Abstract 2189

Background:

Human Natural Killer (NK) cells are able to kill abnormal cells while preserving normal cells. Accumulating clinical and experimental data point toward a key role of these cells in the control and clearance of most if not all hematologic malignancies. Recent insights into NK have stimulated studies of innate immunity in haematological malignancies, as the role of NK cells in allogeneic transplantation. Better knowledge of the deficiencies of these effector cells can allow elaborating new protocols of immunotherapy in order to directly enhance their capacity to eliminate tumor cells.

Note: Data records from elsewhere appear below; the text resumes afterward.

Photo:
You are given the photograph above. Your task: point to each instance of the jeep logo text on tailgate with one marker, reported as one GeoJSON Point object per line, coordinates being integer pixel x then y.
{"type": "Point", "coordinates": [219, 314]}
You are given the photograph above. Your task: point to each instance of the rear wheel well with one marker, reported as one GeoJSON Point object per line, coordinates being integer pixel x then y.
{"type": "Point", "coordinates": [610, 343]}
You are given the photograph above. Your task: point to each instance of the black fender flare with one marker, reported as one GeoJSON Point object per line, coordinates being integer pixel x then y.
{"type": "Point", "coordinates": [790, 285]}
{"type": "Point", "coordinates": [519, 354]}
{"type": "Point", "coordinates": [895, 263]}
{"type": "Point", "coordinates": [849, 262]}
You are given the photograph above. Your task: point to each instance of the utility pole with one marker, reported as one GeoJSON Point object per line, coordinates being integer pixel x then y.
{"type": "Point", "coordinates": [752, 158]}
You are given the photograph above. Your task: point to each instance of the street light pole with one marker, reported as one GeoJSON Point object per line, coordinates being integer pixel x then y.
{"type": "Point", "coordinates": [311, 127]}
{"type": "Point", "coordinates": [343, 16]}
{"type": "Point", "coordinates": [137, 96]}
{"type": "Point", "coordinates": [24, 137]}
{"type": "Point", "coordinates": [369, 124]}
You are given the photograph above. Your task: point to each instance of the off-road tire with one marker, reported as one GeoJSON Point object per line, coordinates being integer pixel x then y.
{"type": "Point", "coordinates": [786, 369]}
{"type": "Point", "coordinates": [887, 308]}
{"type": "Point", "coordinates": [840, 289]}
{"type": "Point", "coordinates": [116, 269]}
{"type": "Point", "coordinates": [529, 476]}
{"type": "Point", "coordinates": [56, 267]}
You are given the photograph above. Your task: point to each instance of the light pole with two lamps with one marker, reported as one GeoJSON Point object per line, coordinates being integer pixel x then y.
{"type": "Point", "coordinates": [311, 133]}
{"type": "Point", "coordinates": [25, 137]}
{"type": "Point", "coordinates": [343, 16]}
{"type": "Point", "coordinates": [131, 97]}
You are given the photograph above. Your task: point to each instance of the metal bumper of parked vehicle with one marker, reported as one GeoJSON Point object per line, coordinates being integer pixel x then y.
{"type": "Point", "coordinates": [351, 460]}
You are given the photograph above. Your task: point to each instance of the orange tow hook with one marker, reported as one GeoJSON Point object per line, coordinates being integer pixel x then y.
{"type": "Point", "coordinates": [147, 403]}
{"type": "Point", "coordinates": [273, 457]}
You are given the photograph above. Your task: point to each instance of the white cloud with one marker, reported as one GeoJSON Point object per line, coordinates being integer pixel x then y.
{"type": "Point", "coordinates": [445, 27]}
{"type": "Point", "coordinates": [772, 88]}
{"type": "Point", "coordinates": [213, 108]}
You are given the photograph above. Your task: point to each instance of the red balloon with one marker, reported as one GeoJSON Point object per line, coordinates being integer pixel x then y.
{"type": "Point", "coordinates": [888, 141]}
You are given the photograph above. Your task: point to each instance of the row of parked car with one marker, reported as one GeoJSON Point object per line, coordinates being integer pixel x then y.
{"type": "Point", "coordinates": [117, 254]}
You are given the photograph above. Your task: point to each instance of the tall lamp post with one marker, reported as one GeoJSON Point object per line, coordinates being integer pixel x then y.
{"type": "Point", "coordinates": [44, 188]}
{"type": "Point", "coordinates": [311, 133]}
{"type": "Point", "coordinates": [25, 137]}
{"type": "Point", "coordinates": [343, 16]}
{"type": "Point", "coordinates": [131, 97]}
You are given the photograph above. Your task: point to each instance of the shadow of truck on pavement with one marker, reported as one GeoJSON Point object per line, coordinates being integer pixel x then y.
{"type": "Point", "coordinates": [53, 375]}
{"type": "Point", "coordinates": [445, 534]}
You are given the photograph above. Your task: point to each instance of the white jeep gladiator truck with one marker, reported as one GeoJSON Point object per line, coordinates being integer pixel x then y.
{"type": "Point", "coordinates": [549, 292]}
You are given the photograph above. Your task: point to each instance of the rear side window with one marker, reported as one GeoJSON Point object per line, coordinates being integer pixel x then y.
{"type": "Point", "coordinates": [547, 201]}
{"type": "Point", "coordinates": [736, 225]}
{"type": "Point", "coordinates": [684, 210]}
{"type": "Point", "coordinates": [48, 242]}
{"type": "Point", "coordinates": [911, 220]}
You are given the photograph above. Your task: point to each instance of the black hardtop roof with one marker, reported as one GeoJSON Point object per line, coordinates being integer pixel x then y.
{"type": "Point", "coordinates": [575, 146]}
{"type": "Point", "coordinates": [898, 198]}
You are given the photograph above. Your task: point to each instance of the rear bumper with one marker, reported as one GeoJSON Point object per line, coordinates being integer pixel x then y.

Hence, the mechanisms of recognition and killing of leukemic cells and their role in vivo have only been investigated very recently. Even though lysis of leukemic cells or leukemic cell lines by NK cells has been described in vitro, mechanisms underlying the interaction and destruction of these cells are not clearly defined. Some of these receptors are altered in AML patients at diagnosis and might be involved in the immune escape of AML blasts. However, the recovery of NK cells during consolidation chemotherapy treatment has not been studied. The present study monitored status of NK cells following patient's remission after chemotherapy in order to provide new targets for immunotherapy.

Methods:

We enrolled 29 elderly patients (mean: 70-years old) with non promyelocytic AML in first CR following induction and pre-consolidation chemotherapy. Patient peripheral NK cells were analyzed at diagnosis, before consolidation chemotherapy and every two weeks after treatment for 8 weeks. 6-colors flow cytometry was performed to investigate the expression of MHC receptors (CD158a, b, e, i, CD85j and NKG2A), activating receptors (NKp30, NKp46, NKG2D, CD16, DNAM-1, 2B4) as well as their differentiation status (perforin and granzyme expression). Their function, as determined by cytotoxicity (51Cr release and CD107 expression) and cytokine production (intracellular staining of IFN-g), was analyzed using purified NK cells stimulated by K562, or in redirected assays using NKp30, NKp46 and CD16 mAbs. The recovery of these receptors was then correlated with PFS and OS.

Results:

NK cell counts were depressed after induction and pre-consolidation chemotherapy as compared to NK cell counts of age-matched controls; they were further depressed during the first 2 weeks post-consolidation chemotherapy, but were back to pre-consolidation chemotherapy level at 4 weeks. NKp30 and NKp46 expression was lower at diagnosis as compared to controls but their levels restored progressively after induction and consolidation chemotherapy.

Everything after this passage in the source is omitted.